ティーブンキング原作、フランクダラボン脚本・監督の映画ミスト The Mistを見た。
"見終わった後、誰を想い何を思うか"
と問われていたので日記に。

まずわーっと思ったことを書こう。
悲しい。鬱エンドっていうか衝撃のラスト15分の看板に偽りはなかった。
「あの化け物に僕を殺させないで」という一番の約束は確かに守られたけども。
けども、もうちょい待てなかったかね…。せめて餓死寸前まで。いやせめて奴らに殺されるのが確定するまで…。
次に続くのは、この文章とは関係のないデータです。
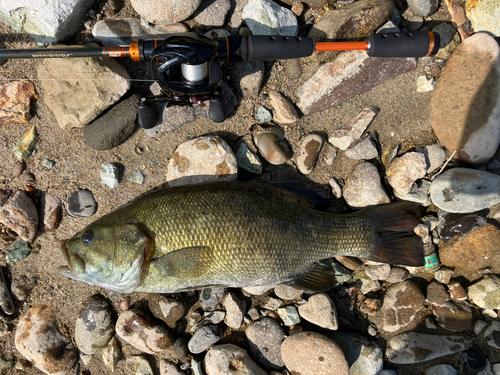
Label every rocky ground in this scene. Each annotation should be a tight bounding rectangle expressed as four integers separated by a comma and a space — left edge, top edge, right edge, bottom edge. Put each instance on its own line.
0, 0, 500, 375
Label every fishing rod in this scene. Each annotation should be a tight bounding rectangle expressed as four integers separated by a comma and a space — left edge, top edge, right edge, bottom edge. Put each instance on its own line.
0, 32, 440, 125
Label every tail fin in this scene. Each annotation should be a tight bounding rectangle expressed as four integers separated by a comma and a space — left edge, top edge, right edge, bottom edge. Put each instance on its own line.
366, 202, 425, 267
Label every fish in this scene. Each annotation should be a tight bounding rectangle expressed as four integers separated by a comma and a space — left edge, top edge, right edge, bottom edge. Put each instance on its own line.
59, 182, 425, 293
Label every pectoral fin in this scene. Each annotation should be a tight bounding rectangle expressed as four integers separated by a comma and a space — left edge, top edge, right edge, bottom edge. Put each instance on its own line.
146, 246, 214, 279
286, 262, 338, 292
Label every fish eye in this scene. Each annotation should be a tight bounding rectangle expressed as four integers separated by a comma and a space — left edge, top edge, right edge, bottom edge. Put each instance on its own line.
82, 230, 94, 245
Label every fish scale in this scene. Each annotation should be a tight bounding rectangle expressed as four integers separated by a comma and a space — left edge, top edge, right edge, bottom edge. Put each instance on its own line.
63, 182, 423, 293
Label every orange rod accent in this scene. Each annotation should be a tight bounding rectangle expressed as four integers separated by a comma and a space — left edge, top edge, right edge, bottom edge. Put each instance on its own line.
315, 41, 368, 51
425, 31, 436, 57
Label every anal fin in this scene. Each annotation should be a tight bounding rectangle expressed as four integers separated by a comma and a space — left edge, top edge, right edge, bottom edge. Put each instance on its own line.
286, 261, 338, 292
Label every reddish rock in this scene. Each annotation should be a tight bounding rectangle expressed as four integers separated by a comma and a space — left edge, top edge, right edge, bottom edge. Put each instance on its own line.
0, 81, 38, 125
439, 224, 500, 280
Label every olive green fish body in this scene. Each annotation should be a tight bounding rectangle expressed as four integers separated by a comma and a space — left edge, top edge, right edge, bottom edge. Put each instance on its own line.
63, 183, 424, 293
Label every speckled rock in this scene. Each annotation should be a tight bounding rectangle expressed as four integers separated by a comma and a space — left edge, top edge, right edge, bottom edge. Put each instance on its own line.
429, 168, 500, 213
299, 293, 339, 331
245, 317, 285, 371
281, 332, 349, 375
242, 0, 298, 36
75, 294, 115, 354
130, 0, 202, 25
269, 91, 299, 124
328, 107, 379, 150
167, 135, 238, 186
222, 293, 246, 329
386, 332, 472, 364
116, 309, 174, 354
205, 344, 267, 375
148, 293, 186, 328
386, 152, 427, 195
37, 53, 130, 130
297, 134, 323, 174
379, 281, 425, 332
0, 81, 38, 126
0, 190, 38, 242
343, 162, 391, 207
229, 61, 264, 98
468, 275, 500, 309
15, 305, 78, 375
431, 33, 500, 164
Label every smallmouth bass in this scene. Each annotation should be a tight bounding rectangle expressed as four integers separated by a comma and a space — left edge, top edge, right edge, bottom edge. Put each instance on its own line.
60, 182, 425, 293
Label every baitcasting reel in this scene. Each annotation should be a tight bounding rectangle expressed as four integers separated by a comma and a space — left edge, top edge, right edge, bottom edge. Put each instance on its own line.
0, 31, 441, 129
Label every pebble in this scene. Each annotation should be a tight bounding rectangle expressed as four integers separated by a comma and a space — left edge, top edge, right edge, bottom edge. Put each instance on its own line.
386, 152, 427, 195
276, 305, 300, 327
126, 355, 154, 375
297, 134, 323, 175
40, 193, 62, 232
37, 57, 131, 130
274, 284, 304, 301
385, 332, 472, 364
222, 293, 246, 329
431, 33, 500, 164
167, 135, 238, 186
130, 0, 202, 25
159, 359, 185, 375
330, 332, 384, 375
229, 61, 264, 98
235, 142, 262, 174
75, 294, 115, 354
115, 309, 174, 354
193, 0, 231, 26
102, 337, 122, 372
245, 317, 285, 371
66, 189, 97, 217
256, 106, 273, 124
0, 190, 38, 242
299, 293, 339, 331
328, 177, 342, 198
269, 91, 299, 124
468, 275, 500, 309
253, 126, 292, 165
0, 268, 15, 315
242, 0, 299, 36
188, 324, 222, 354
281, 332, 349, 375
343, 162, 391, 207
345, 135, 378, 160
92, 18, 189, 46
200, 288, 226, 311
83, 94, 140, 151
430, 168, 500, 213
424, 364, 458, 375
0, 80, 38, 126
365, 263, 391, 280
432, 301, 473, 332
439, 223, 500, 280
378, 281, 425, 332
297, 50, 417, 114
148, 293, 186, 328
417, 76, 436, 92
127, 171, 146, 185
205, 344, 267, 375
416, 144, 446, 174
100, 163, 120, 189
328, 107, 379, 151
15, 304, 78, 374
6, 239, 31, 264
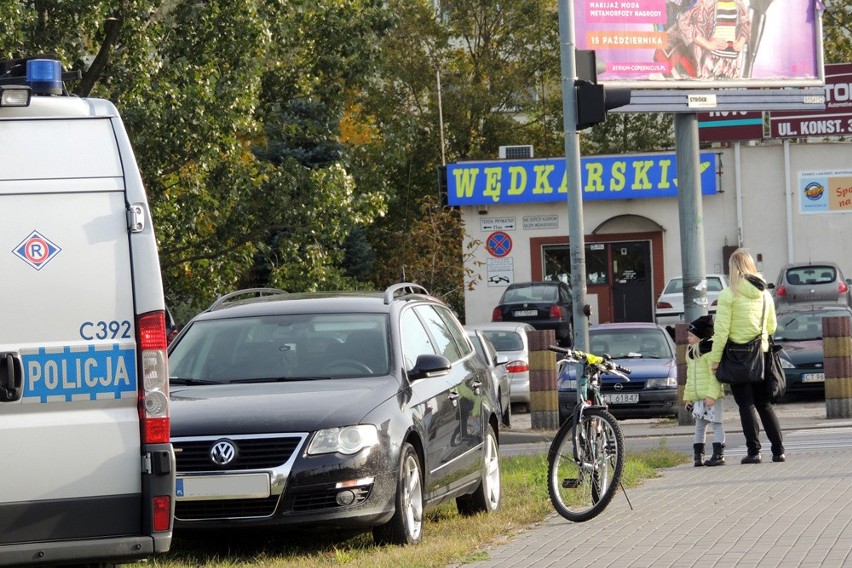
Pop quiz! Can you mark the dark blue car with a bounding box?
[558,323,677,421]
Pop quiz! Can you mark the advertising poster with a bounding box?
[769,63,852,138]
[799,170,852,213]
[574,0,822,88]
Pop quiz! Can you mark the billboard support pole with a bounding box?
[675,113,707,323]
[559,0,589,351]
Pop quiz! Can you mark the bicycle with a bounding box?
[547,345,632,522]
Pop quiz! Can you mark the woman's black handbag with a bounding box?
[716,296,771,385]
[763,335,787,402]
[716,334,764,385]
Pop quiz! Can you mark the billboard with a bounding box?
[447,152,716,206]
[799,170,852,213]
[769,63,852,138]
[698,111,763,143]
[573,0,822,89]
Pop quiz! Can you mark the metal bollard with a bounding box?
[822,316,852,418]
[527,330,559,430]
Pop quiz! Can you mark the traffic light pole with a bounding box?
[558,0,589,351]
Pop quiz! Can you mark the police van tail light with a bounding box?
[153,495,172,532]
[136,312,169,444]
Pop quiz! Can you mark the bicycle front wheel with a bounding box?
[547,408,625,522]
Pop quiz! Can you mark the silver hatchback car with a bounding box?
[769,261,852,306]
[465,322,535,410]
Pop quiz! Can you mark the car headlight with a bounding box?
[645,377,677,389]
[308,424,379,455]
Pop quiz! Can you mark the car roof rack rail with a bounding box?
[385,282,429,304]
[207,288,288,312]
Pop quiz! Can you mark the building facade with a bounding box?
[460,141,852,323]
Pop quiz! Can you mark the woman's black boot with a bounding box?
[692,444,704,467]
[704,442,725,466]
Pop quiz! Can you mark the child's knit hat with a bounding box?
[689,316,713,339]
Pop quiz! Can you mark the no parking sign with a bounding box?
[485,231,512,258]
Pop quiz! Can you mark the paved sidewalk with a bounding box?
[464,406,852,568]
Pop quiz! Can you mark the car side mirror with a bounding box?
[408,353,453,381]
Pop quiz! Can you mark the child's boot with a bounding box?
[692,444,704,467]
[704,442,725,466]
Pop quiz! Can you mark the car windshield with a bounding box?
[663,278,683,294]
[169,313,390,384]
[482,330,524,353]
[663,276,724,294]
[589,329,674,359]
[773,310,850,341]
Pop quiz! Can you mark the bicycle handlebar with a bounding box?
[547,345,630,374]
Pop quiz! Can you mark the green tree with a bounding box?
[0,0,388,311]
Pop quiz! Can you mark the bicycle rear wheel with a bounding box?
[547,408,625,522]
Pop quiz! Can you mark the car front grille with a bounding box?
[601,381,645,394]
[172,436,302,473]
[175,495,279,521]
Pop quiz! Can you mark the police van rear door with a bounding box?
[0,117,145,544]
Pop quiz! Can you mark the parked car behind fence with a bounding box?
[467,322,535,411]
[769,261,852,307]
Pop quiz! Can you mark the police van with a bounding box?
[0,59,175,566]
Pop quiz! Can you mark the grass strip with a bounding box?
[145,439,688,568]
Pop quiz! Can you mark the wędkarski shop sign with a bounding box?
[769,63,852,138]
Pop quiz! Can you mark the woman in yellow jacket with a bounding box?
[710,249,785,463]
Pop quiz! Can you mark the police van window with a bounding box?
[542,243,609,285]
[0,118,123,181]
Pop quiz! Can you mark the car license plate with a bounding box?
[604,393,639,404]
[176,473,270,501]
[512,310,538,318]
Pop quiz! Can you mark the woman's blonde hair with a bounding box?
[728,248,757,294]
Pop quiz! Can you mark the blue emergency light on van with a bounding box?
[27,59,62,95]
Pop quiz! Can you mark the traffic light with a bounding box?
[574,50,630,130]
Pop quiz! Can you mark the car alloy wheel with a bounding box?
[373,442,423,544]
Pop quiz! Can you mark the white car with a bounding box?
[465,322,535,410]
[465,327,512,427]
[656,274,728,325]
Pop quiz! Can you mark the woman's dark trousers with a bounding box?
[731,382,784,456]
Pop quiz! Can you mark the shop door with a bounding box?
[610,241,654,322]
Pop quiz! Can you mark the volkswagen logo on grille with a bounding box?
[210,440,237,465]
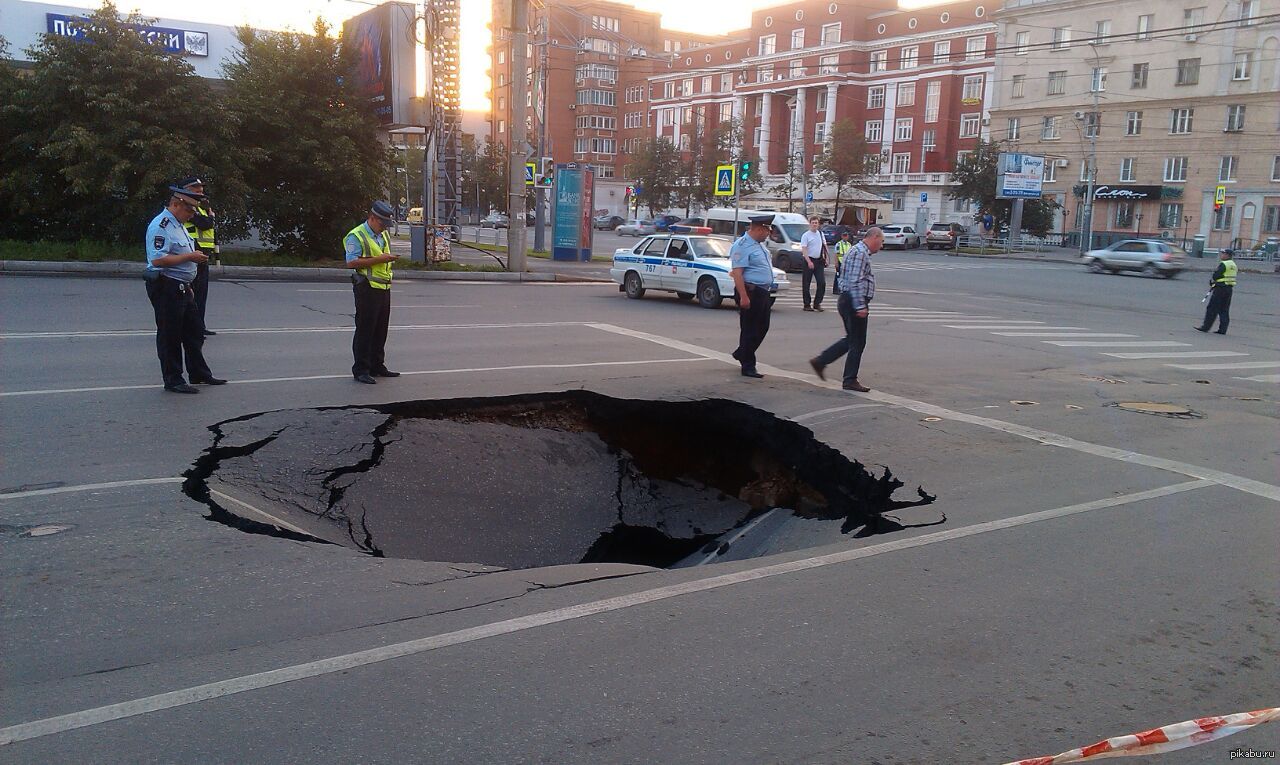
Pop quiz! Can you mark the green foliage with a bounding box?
[224,20,389,258]
[0,1,236,243]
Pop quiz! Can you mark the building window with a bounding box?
[1129,61,1151,90]
[893,116,911,142]
[924,79,942,123]
[1048,69,1066,96]
[1217,157,1239,183]
[960,74,982,101]
[1124,111,1142,136]
[1226,104,1244,133]
[1174,59,1199,84]
[1169,109,1196,136]
[897,82,915,106]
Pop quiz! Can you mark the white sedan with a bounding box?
[609,234,791,308]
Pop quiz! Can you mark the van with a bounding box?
[704,207,809,271]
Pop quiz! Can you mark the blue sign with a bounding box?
[45,13,209,56]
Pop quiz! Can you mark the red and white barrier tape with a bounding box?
[1006,706,1280,765]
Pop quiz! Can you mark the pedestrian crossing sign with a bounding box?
[716,165,737,197]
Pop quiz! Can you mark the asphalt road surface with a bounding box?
[0,253,1280,765]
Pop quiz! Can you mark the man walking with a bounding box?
[728,215,773,377]
[1196,248,1239,335]
[343,200,399,385]
[800,215,827,312]
[809,226,884,393]
[145,185,227,393]
[178,178,219,338]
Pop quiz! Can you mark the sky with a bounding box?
[22,0,952,111]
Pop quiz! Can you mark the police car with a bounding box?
[609,234,791,308]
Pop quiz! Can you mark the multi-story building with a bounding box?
[649,0,996,225]
[991,0,1280,247]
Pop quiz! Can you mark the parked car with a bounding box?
[609,234,791,308]
[881,225,920,249]
[617,217,657,237]
[924,223,964,249]
[1080,239,1187,279]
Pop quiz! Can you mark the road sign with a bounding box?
[716,165,737,197]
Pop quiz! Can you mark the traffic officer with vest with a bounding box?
[178,178,219,336]
[343,200,399,385]
[1196,248,1240,335]
[145,185,227,393]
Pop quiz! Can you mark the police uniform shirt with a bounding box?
[147,210,196,284]
[728,234,773,287]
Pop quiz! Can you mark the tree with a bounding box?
[0,1,242,243]
[224,19,389,258]
[947,141,1061,237]
[814,119,879,220]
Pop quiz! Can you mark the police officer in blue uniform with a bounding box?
[145,185,227,393]
[728,215,773,377]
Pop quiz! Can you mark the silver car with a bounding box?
[1082,239,1187,279]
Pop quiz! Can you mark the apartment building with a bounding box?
[991,0,1280,247]
[649,0,997,226]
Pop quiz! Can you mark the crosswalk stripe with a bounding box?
[1102,351,1248,358]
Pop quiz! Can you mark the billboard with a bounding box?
[996,152,1044,200]
[342,3,417,128]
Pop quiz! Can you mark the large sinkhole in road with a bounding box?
[184,391,942,568]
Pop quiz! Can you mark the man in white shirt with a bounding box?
[800,215,827,311]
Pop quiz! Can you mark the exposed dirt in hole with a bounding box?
[183,391,945,568]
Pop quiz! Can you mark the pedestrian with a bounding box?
[178,178,220,338]
[1196,247,1240,335]
[145,185,227,393]
[343,200,399,385]
[809,226,884,393]
[800,215,827,312]
[728,215,773,377]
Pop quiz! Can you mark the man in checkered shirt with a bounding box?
[809,226,884,393]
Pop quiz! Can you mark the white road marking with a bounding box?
[0,480,1213,746]
[0,358,704,398]
[0,476,186,500]
[589,324,1280,501]
[1102,351,1248,358]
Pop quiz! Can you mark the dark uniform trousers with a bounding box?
[733,284,772,370]
[1201,284,1234,335]
[147,275,214,386]
[351,279,392,377]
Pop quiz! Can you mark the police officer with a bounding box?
[146,185,227,393]
[1196,248,1240,335]
[343,200,399,385]
[728,215,773,377]
[178,178,220,338]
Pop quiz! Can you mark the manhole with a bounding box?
[1107,402,1203,420]
[183,391,945,568]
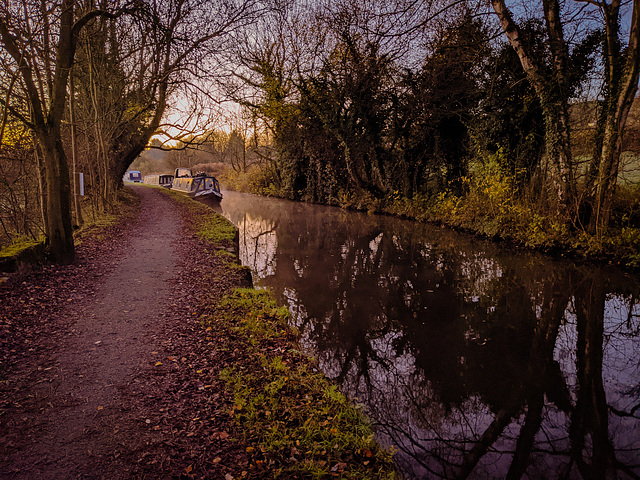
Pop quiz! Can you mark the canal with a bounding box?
[211,192,640,479]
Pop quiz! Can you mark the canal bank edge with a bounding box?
[159,186,398,480]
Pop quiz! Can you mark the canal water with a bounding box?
[212,192,640,479]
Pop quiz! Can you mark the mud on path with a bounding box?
[0,187,245,479]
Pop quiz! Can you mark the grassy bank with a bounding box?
[223,167,640,271]
[159,191,396,480]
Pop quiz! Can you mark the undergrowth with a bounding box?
[208,289,395,480]
[160,183,396,480]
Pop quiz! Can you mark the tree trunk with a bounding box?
[587,0,640,235]
[38,131,75,263]
[491,0,576,219]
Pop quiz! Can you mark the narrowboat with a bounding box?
[142,174,173,188]
[171,168,222,200]
[122,170,142,183]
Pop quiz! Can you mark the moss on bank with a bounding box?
[156,186,396,480]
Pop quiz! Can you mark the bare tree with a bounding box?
[491,0,640,232]
[0,0,122,262]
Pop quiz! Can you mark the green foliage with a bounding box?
[160,189,236,247]
[0,237,42,258]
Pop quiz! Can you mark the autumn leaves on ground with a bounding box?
[0,187,394,479]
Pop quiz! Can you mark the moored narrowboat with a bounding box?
[142,174,173,188]
[122,170,142,183]
[171,169,222,200]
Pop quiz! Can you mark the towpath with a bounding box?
[0,187,242,479]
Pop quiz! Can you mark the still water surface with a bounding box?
[211,192,640,479]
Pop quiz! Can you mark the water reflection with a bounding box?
[222,192,640,478]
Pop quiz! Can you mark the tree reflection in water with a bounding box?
[222,192,640,479]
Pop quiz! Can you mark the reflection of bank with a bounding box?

うう。
でもあんなドでかい奴見せられた後じゃ、さすがの主人公の心も折れてたんだろうな。最後の慟哭がズンと来た。
ていうかカルトのおばさんがいなければ…てかなんで無視せーへんねん。日本やったら家族か仲良い友人以外の狂ってる奴ってまともに相手しないで目も合わせず無視→無言のまま腕力とシステムで隔離がデフォやからそう思うんだろう。つっても神という共有概念が潜在的にある文化圏であんな状態になればきっかけ一つであれに似たような原始的な集団心理は働いてしまうのか。あるいは俺が世間知らずなだけでああいう振る舞いは至る所で起ってるんやろか。見えないだけでそうかもしれんな。
カルトのクソばばあが居なかったとして、食料豊富なあの場所でなら耐えてられたんだろうか。最初に出てったおばはんが助かってる当たり、そう遠くない場所まで救助の手は来てたとも考えられるし、なんともやりきれん。
設定のおかしさに突っ込んでもしょうがないのは分かってるけど、突っ込みたくなるほどのめり込んで見れた。創作物に身も蓋もないなんでこうせーへんねん!というつっこみはいくらでも可能なんやけど、すっと世界観に入っていけたということはそのまま舞台設定・演技演出の巧みさで良い映画の醍醐味だ。

一呼吸置いて。
狂った世界で理に頼りたくなるのは現実も変わらん。
そして理に依って動いて最善の結果が出るかは不確実なのも同じ。
理もまた移り変わるし、翻って映画の帰結を良しとすることも不合理ではない。生き残ったのだから、あるいは残った人々は駆逐されているかもしれないから。
行動の正しさを予め見積もり切ることはできない。
だったら理性を捨ててその都度の感情に身を任せて刹那の快楽を味わっていつでも死んでもいいと開き直ることもできる。
だが真に生き死にの切迫した場面でどう振舞うかが想定し得ないからこそ、不安という感情は残り続ける。思ったように生きているつもりでも。
あるがまま世界を見ることは恐ろしいことだ。
ちっぽけな見栄やプライドが如何に大事なものか。

宇宙戦争が起こったら人類は一つにまとまるという。
明確な外敵が存在して初めて一致団結できるんだと。
だけどこの映画を見る限り、それすらも夢想かもと思う。
不可能だけど不可避な約束事の如何に遠いことか。
狂ってしまっている方が誠実なのは皆もう分かってる。
どっちが狂ってるかはもう実感してるけど、この理性ってやつはなかなかどうして手ごわいな。
主人公が狂ってしまわれることに悲しさと少しの嫉妬を覚えた。